I agree that people should have jobs that pay a decent wage. I've been advocating for a while that the federal minimum wage should be moved up to $13 an hour or thereabouts on the grounds that, assuming a 40-hour work week, it takes $13 an hour to keep a family of three above the federal poverty line. That said, I'm told that the poverty calculation is lacking so I think it should be re-calculated, the new minimum wage moved to (poverty threshold for family of 3 / 50 weeks a year = X; X/40-hours = Y) $Y an hour and then pegged to teh rate of inflation or the CPI, whichever is higher..

Income inequality is not immoral in itself but becomes immoral when it gets to a certain level. What I mean is, an income inequality where the poorest person has, say, 10% of what teh richest person has is not immoral. However, when it gets to a thousand or ten thousand times as much, it then becomes immoral.

The wealthy DO need to pay more taxes. Hoever, the wealthy also own your entire media complex so good luck getting any ki8nd of positive press on that.

Corporate criminals SHOULD be held accountable. In fact, I'll go further: If corporations are now people, then they should have to pay personal taxes and can be put to death (shut down) when they have committed an especially heinous crime.

SOcial Security SHOULD be made stronger. And the most direct way to do that is to scrap the cap on contributions.

I don't know what's wrong with having different idea than the GOP. There seems to have been this decision made by the party PtB during the Reagan years that Democrats would only win if they essentially became Republican-lite on economic issues. And that led to Clinton's horribly misguided welfare "reform" bill and leads to the Obama admin pushing the TPP.

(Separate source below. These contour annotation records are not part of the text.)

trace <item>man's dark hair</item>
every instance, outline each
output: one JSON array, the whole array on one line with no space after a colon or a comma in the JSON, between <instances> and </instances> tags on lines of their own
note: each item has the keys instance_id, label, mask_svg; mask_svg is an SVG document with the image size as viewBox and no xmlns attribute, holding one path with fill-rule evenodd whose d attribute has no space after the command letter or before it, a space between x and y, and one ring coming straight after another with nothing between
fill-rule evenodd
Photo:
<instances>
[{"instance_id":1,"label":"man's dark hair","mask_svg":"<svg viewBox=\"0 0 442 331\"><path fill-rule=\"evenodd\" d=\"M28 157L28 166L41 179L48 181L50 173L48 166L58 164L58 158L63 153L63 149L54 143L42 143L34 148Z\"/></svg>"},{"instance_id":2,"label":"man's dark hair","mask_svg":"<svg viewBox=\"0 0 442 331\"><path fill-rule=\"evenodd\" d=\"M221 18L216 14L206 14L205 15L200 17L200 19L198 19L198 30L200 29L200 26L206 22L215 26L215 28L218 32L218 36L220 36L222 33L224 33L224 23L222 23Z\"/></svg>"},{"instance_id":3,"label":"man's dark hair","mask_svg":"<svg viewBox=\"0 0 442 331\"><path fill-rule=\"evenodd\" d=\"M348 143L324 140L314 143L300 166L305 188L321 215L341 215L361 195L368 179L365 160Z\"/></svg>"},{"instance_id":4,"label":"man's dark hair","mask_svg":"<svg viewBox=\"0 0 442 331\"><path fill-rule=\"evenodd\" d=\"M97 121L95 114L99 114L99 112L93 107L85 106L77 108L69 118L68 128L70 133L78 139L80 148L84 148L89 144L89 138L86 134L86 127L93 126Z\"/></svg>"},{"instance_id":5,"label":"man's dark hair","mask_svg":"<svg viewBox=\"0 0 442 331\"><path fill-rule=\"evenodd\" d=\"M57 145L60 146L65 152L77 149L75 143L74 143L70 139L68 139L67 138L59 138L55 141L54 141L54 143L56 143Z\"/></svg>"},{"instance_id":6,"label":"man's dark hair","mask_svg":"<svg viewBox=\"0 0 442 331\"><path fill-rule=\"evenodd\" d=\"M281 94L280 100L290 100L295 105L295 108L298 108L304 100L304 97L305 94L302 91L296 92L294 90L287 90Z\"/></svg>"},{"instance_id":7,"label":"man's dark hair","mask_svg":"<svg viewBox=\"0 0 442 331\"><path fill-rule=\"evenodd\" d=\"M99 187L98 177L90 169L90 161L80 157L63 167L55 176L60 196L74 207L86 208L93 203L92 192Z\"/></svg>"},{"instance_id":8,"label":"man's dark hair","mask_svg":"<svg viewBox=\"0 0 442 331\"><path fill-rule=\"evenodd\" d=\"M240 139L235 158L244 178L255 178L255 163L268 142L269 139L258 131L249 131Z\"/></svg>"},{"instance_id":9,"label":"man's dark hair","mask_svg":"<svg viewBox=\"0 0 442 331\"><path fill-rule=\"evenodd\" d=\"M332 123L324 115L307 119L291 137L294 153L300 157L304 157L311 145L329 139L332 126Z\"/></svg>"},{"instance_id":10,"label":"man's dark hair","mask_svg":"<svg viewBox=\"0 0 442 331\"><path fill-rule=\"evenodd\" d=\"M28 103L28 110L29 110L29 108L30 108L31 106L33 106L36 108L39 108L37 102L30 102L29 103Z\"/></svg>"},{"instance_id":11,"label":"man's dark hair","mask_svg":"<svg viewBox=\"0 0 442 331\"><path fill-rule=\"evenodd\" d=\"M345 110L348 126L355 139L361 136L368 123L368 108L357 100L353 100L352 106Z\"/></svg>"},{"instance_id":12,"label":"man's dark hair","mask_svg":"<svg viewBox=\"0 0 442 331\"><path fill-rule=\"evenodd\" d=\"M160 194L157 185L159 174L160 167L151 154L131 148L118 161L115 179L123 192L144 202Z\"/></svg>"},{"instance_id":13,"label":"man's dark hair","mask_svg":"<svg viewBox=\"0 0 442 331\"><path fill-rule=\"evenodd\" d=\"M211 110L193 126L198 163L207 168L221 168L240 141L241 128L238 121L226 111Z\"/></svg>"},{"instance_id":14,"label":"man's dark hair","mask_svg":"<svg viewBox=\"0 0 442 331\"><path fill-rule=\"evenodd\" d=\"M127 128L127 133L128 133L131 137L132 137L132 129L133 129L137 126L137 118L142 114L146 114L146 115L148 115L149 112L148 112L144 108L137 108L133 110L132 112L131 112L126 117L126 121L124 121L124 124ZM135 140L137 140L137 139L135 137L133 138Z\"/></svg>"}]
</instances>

The reason no-one talks about getting money out of politics is two-fold. Firstly, again, the wealthy own your entire media complex. Secondly, you got it in your OP. Everyone currently there got there because they courted campaign contributions (which are really just bribery) from very rich people and their corporations. The only way you can stop that is to go to fully public funded elections but see the first point, your wealthy own all the media.